24 de julio de 2016

Cosas que esconde la noche


Corría el 30 de agosto de 1980 y, en unión de algo más de una docena de "quintos" zaragozanos aterricé alrededor de las 9 de la noche en la vieja estación de la calle Játiva de Valencia con el único equipaje de un petate casi vacío, bastantes temores y nulo entusiasmo. Era la primera parte de un viaje que a la madrugada siguiente acabaría en Alicante, lugar en el que nos incorporaríamos al temido servicio militar en el Campamento de Rabasa. El viaje había sido eterno: el tren, parecían haber elegido el más cutre y anticuado que podía circular por aquellos tiempos, paró en todas las estaciones y apeaderos y tardó casi once horas en cubrir el tramo que va de la capital del Ebro a la del Turia. 

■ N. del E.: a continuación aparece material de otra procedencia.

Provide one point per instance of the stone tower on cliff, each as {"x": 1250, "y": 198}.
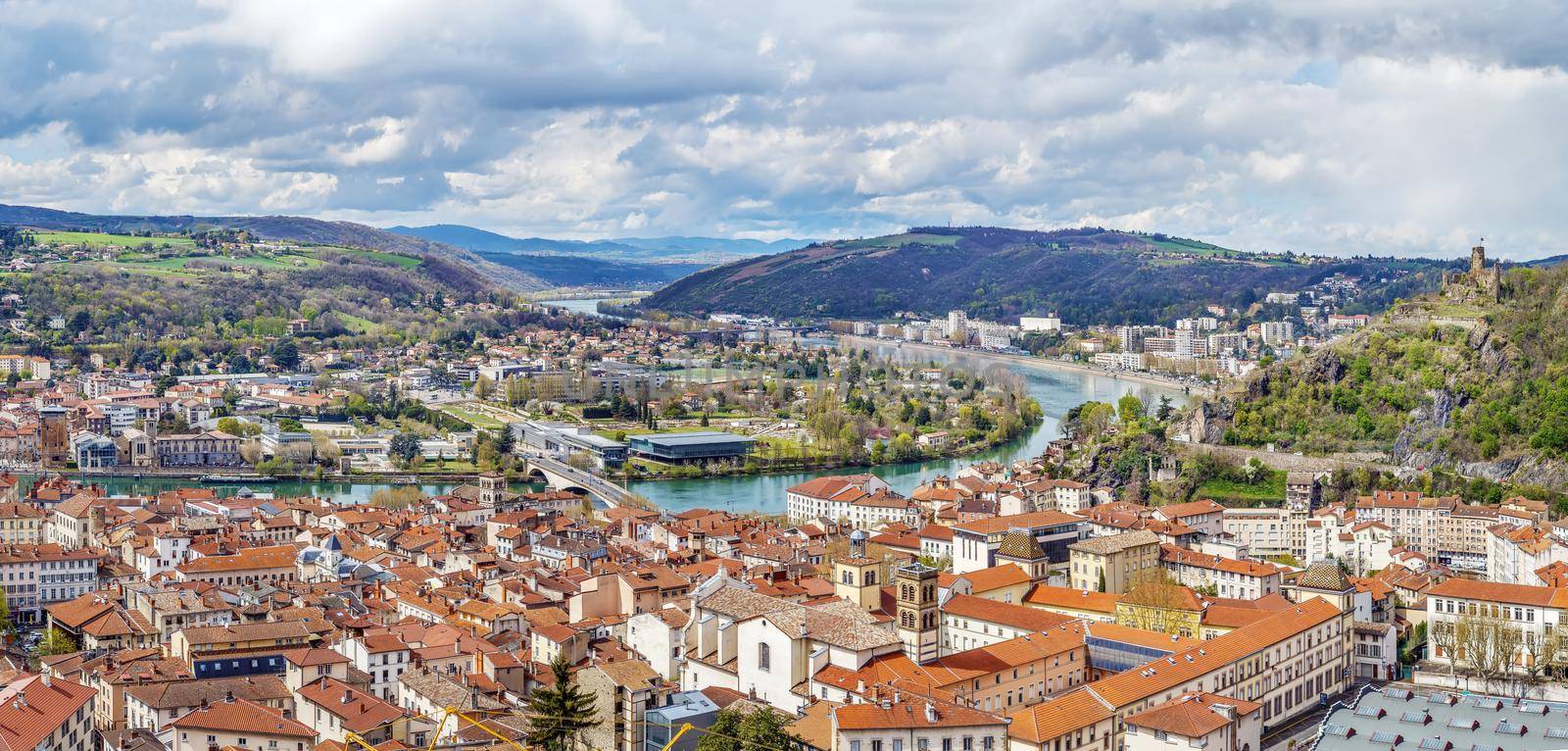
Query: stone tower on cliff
{"x": 1481, "y": 284}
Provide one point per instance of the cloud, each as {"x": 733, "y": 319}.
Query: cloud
{"x": 1337, "y": 127}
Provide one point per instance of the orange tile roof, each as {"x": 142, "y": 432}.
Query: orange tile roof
{"x": 909, "y": 714}
{"x": 1129, "y": 687}
{"x": 1055, "y": 717}
{"x": 248, "y": 717}
{"x": 1184, "y": 557}
{"x": 358, "y": 711}
{"x": 996, "y": 577}
{"x": 31, "y": 708}
{"x": 1191, "y": 716}
{"x": 1005, "y": 614}
{"x": 1494, "y": 591}
{"x": 1013, "y": 653}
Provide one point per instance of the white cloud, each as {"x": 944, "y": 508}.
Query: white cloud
{"x": 1345, "y": 127}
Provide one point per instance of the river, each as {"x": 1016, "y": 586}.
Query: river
{"x": 585, "y": 306}
{"x": 1057, "y": 392}
{"x": 339, "y": 492}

Nada más bajar del vagón nos enfrentamos con una primera muestra de lo que nos esperaba; un grupo de la Policía Militar hizo que formáramos en el andén y nos puso firmes y tensos para informarnos de que a las 12 de la noche deberíamos estar allí para montar en otro tren que nos llevaría al destino final.  Mientras los altos y marciales miembros de la policía militar -en el fondo unos míseros reclutas como nosotros a los que la naturaleza les había dado más metros  que la media nacional- exhibían su poder ante unos pardillos, una mujer, por entonces me pareció bastante mayor, nos intentaba vender cadenas, candados y otros útiles para la "ocasión". La mujer, mal vestida, con cara arrugada, nariz ganchuda y aires de bruja "simpática" se nos dirigía con descaro, sin importarle un bledo la rigidez y brusquedad de quienes nos "sometían" y usaba como argumento para que adquiriéramos los utensilios que ofertaba el hecho de que en la mili íbamos a estar "a pensión completa". Esta improvisada vendedora, unido a ese primer sometimiento de naturaleza marcial, me produjo una desagradable sensación de haberme convertido en alguien inferior, de comenzar una nueva etapa de "paria", con fecha de caducidad pero larga.

Recuerdo que nos fuimos para disfrutar de una cena sencilla, lo que en el fondo iba a ser el último momento de cierto relax durante una larga temporada. Regresamos cerca de la medianoche a la estación, y mientras esperábamos el "último tren" presencié una escena que desde entonces quedó fija en mi memoria. Entre las escasas luces del andén vi llegar a una mujer cargada con unas bolsas, era de edad indefinida, andaba encorvada y vestía con ropa viejísima, sucia y rota. La recuerdo de un delgadez tremenda y caminaba arrastrando los pies, absolutamente ajena al grupo de jóvenes que allí nos reuníamos. La oscuridad del lugar, el ambiente de silencio y soledad y esa especie de aire insano de las estaciones viejas y descuidadas aumentaban la sordidez de la escena. La pobre mujer, una mera sombra de miseria y dejadez, fue desapareciendo silenciosamente hacia el fondo de la estación, como si entrara en un pozo negro y profundo. No recuerdo haber vuelto a ver nunca un espectáculo que ofreciera tanta miseria.

Cuando han pasado 36 años, sigo preguntándome cuál sería la historia de esa mujer, si a esa situación le habían llevado su errores o la maldad ajena, cuál fue su principio ... y cuál su final, de donde venía y a donde iba, ... Tal vez fue una señal dirigida a quienes como yo habían vivido tan poco, desconocían los lados oscuros y desgraciados de la noche ... y de la vida, y tenían la tentación de pensar que hacer la mili era una especie de martirio insoportable.


1 comentario:

Susana dijo...

Me he sentido como si estuviera allí. Un beso.